Alan Carter, meanwhile, thinks that “perhaps in this era of Trump the answer should be the Bigly Large Telescope”. As an added bonus, “it would share an abbreviation with a popular sandwich, which could help with sponsorship opportunities too.”
Lastly, Paul King suggests that “the successor to the Extremely Large Telescope would obviously be the FET”.
Well water
READERS will recall Feedback pondering a device offered by Echo Elemonics, which promised to add fizz to your life by infusing drinking water with hydrogen (18 February), and a London restaurant that was in the odd habit of adding imported seawater to their pizza dough (11 March).
Sifting through the flotsam of his own inbox, David Cox discovers something that combines both notions in Internal Medicine Review (not to be confused with the Internal Medicine Journal).
David forwards an abstract of “functional water”, that is to say water imbued with micronutrients and airy promises of well-being. Feedback was under the impression that water was rather functional already, but what do we know?
The abstract notes that functional water has already seized attention for its many health benefits, noting the liquid’s capacity to “maintain or restore physiological self-regulation”, which Feedback thinks could be another way of saying a couple of litres per day will keep you alive.
It also notes rather grandly that “formation of a super-coherent biological plasma-like physiological water is considered one of the most important characteristics of a healthy physiological state”, which we think means that it’s a good idea to be filled with blood if you want to stay healthy.
The abstract closes with an endorsement of drinking “deep ocean mineral water” for its health benefits, a recommendation that Feedback will politely decline – unless it comes wrapped in dough with melted cheese on top.
Con-fusion
STAYING on the topic of fizzy water, David Wendt (and many others among you) writes to chide us for inadvertently coupling the hydrogen ions added by Echo Elemonics, describing them as hydrogen molecules. We promise less delinquent chemistry in future issues.
Lacking something
SOARING over the maple trees and red-blazered mounted police, John Carpenter discovers that the mineral water served to him on a recent Air Canada flight quotes a nitrate content of “<0”. “It looks as though they have found a way to make matter disappear,” says John.
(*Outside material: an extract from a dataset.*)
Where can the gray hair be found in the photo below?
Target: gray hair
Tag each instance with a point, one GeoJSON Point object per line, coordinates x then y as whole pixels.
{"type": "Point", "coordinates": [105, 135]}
Perhaps this is a dual use technology? Feedback notes that nitrates are an important component of explosives – just the sort of thing you might need to neutralise in a hurry on a plane. In which case, this Canadian mineral water sounds like the one liquid you should be allowed in your carry-on luggage.
Thinking cap

YES to paddock survey, announces the Newark Advertiser, as amateur archaeologists are given the go-ahead to study Warner’s Paddock, believed to be in “the oldest part of the town” of Bingham, UK. The newspaper reports that the survey will be performed by “carrying an imagining tool across every part of the field”.
Waiting with bated breath for the results is Peter Duffell, who thinks “The sky is the limit. Perhaps they can imagine that they will find Lord Lucan, Atlantis or any manner of things.”